Now, nearly 56 years later, as another new year has dawned, that message still holds true, although there is much that mere resolutions won’t accomplish.
In the opinions of many, 2016 warrants a poor grade, and there are many explanations for why it didn’t live up to the expectations and promise that greeted it 366 days ago.
Terrorism, drugs, racial incidents, murders and other violence and criminal activity; the Zika virus, revelations of child sexual abuse by clergy, unproductive partisanship in government preventing completion of even the most basic duties and responsibilities; the criminal wrongdoing by government officials, questionable decision-making and obstruction within the business sector as well as in all levels of government; also, friction in almost every sector of life.
Indeed, the question in many people’s minds is, in fact: “What’s to be happy about?”
It’s true that the situation deserves no sugar-coating.
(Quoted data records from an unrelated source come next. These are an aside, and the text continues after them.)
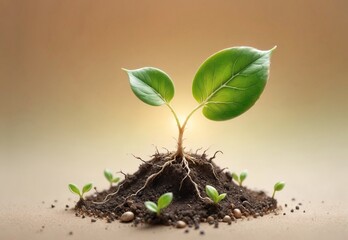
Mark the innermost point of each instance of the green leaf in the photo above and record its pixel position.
(243, 175)
(235, 177)
(108, 175)
(116, 179)
(74, 189)
(220, 197)
(164, 200)
(151, 85)
(279, 186)
(151, 206)
(229, 82)
(212, 193)
(87, 188)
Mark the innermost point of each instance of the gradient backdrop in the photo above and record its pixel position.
(67, 110)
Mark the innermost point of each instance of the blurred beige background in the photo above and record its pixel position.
(67, 110)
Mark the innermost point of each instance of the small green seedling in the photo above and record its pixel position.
(162, 203)
(74, 189)
(226, 85)
(278, 187)
(213, 194)
(239, 179)
(110, 177)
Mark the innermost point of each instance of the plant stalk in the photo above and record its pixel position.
(181, 128)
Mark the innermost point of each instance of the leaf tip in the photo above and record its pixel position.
(125, 69)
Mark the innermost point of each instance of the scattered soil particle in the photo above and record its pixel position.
(161, 177)
(181, 224)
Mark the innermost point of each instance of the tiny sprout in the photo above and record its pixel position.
(74, 189)
(213, 194)
(278, 187)
(239, 179)
(162, 203)
(110, 177)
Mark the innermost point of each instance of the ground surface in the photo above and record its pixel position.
(23, 215)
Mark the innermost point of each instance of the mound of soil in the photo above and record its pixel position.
(165, 173)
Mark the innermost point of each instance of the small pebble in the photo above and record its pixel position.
(237, 213)
(227, 219)
(180, 224)
(127, 217)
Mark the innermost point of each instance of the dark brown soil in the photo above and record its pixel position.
(186, 205)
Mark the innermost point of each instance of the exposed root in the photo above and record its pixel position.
(188, 175)
(153, 176)
(213, 157)
(205, 152)
(166, 150)
(194, 160)
(139, 158)
(199, 149)
(170, 157)
(124, 174)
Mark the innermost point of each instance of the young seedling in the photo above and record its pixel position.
(110, 177)
(74, 189)
(226, 85)
(213, 194)
(278, 187)
(239, 179)
(162, 203)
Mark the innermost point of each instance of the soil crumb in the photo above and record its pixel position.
(186, 178)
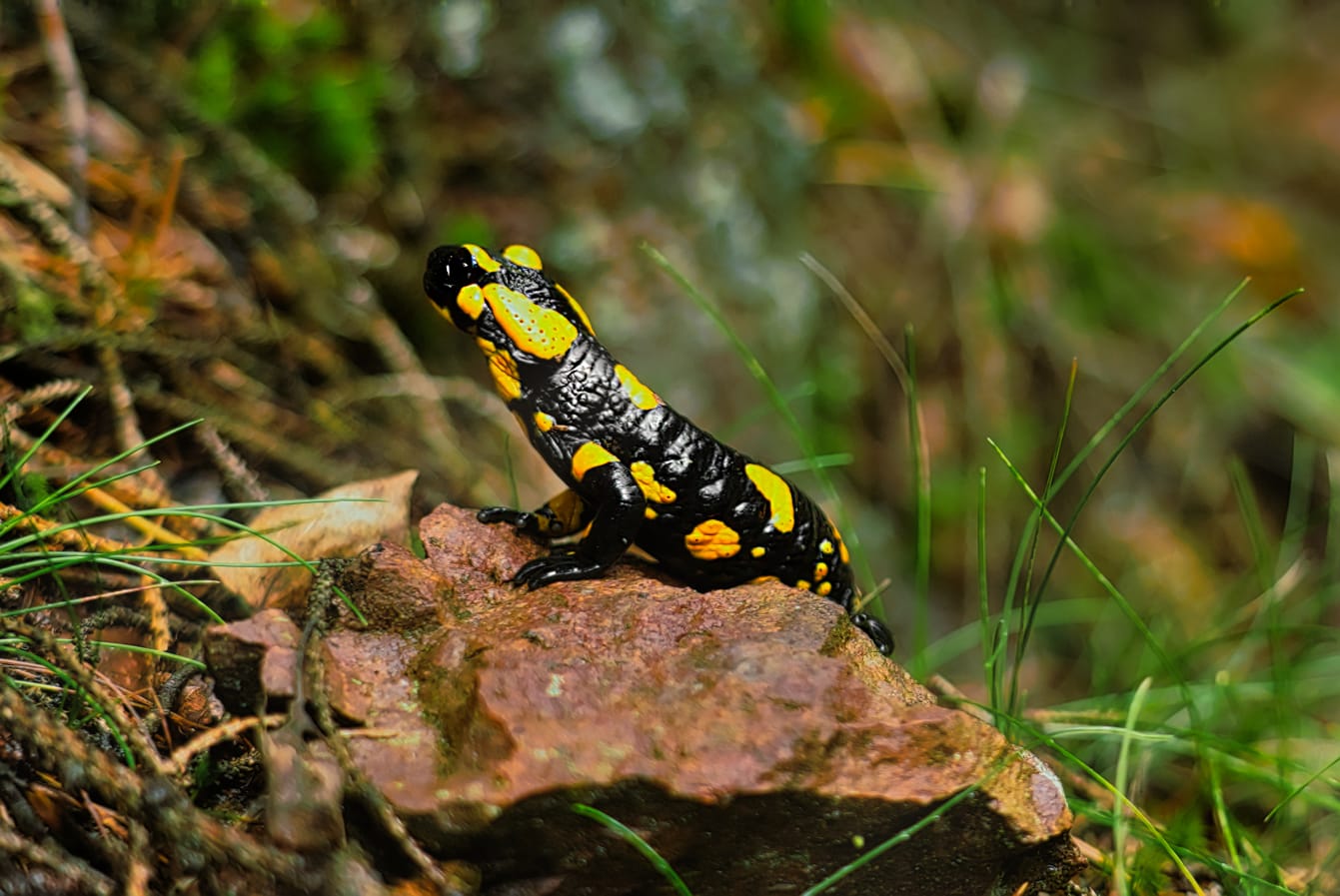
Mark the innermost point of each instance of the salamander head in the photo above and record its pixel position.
(506, 299)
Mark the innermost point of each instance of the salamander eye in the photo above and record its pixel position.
(451, 268)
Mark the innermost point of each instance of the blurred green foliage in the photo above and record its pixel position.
(297, 87)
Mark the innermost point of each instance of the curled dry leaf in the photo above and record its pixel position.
(373, 510)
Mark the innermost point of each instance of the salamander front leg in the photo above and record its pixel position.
(563, 514)
(620, 506)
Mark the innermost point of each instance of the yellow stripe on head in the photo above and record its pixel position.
(483, 258)
(541, 333)
(525, 256)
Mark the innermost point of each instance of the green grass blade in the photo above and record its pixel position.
(1123, 784)
(644, 848)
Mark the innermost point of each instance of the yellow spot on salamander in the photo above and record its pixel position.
(589, 456)
(567, 507)
(633, 388)
(841, 545)
(471, 301)
(525, 256)
(711, 540)
(577, 307)
(483, 258)
(647, 478)
(535, 331)
(777, 493)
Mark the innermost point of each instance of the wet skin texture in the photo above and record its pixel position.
(637, 470)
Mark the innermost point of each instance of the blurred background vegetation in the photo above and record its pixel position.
(1022, 185)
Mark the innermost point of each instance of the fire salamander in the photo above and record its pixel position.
(637, 471)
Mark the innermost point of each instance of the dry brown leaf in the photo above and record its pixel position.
(377, 510)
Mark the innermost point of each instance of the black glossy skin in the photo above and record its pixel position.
(588, 402)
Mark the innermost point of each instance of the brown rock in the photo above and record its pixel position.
(751, 737)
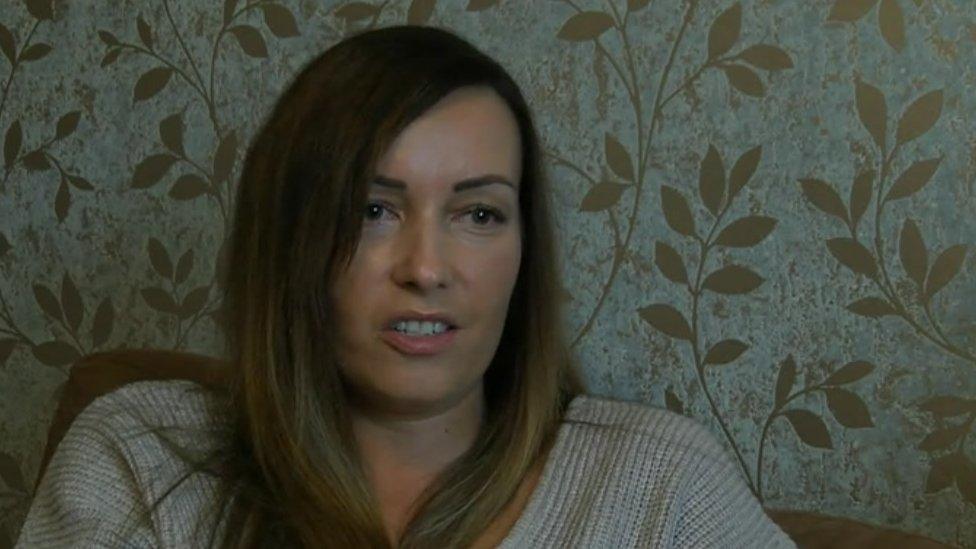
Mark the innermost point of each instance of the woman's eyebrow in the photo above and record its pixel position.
(463, 185)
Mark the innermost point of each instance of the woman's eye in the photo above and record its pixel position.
(483, 215)
(480, 215)
(374, 211)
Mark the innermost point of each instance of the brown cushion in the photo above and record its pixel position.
(816, 531)
(102, 373)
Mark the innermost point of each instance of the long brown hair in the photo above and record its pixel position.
(290, 467)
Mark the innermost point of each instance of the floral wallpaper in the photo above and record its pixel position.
(766, 212)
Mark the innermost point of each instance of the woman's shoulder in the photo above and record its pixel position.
(642, 425)
(158, 403)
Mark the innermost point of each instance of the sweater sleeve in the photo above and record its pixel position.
(719, 510)
(89, 496)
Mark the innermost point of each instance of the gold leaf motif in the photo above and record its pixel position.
(850, 10)
(913, 179)
(746, 232)
(725, 351)
(732, 280)
(280, 20)
(745, 80)
(850, 372)
(724, 32)
(711, 181)
(853, 255)
(872, 110)
(944, 269)
(914, 256)
(848, 408)
(151, 82)
(587, 25)
(920, 116)
(809, 428)
(892, 24)
(872, 307)
(824, 197)
(55, 353)
(667, 320)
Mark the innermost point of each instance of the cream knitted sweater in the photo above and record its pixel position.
(627, 475)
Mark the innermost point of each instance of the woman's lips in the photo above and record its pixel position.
(419, 345)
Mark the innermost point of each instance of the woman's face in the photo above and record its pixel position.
(441, 235)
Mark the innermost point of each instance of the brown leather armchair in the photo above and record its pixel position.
(101, 373)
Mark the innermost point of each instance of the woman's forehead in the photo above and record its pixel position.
(470, 133)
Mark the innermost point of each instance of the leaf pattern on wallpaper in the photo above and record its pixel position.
(40, 158)
(866, 256)
(718, 189)
(37, 159)
(952, 466)
(891, 18)
(928, 271)
(847, 408)
(629, 161)
(196, 178)
(165, 297)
But we as individuals, and we as a nation must not lose our hope, our determination to move forward, our tenacity, and our desire for understanding and correcting the problems that afflict us.
Restoring unity among diverse peoples and a major assault against vicious distrust of those around us would be good first steps.
Certainly, the challenges will be difficult. Certainly, no guarantees exists about the successes possible.
But we have to try — for this community, for this state, and, as Kennedy said, “for your country.”
There is still much unrest within the United States emanating from the long, divisive, hateful, embarrassing presidential campaign. However, it will do no good to widen the division rather than find ways to narrow it.
Rather than the trivial resolutions many people profess at this time of the year, everyone should resolve to watch closely the goings-on around them this year like never before.
As part of doing that, they must commit themselves to making their voices heard — not only at the ballot box but as part of their interactions with others, their units of government and even their religious institutions.
Actions of no one are above being questioned; in the end, such scrutiny can accomplish much.
Too many people put a naive spin on New Year’s, as though we’re living in utopia.
In fact, we’re living in a very dangerous, fragile time capable of spawning horrors much greater than what Sept. 11, 2001 brought. The best judgment and decision-making must prevail to avert such calamitous developments and the human toll they might exact.
Understand that it holds promise for many good things.
Understand that each one of us, although but a speck in the big picture, is important nonetheless in charting the future’s course.
Hopefully, all of us will not only ask what we can do but resolve to do more than we are asked to do.
Central Pennsylvania, the Keystone State and America are great but can be greater — no question. Let’s resolve today to be greater than we ever thought we could be.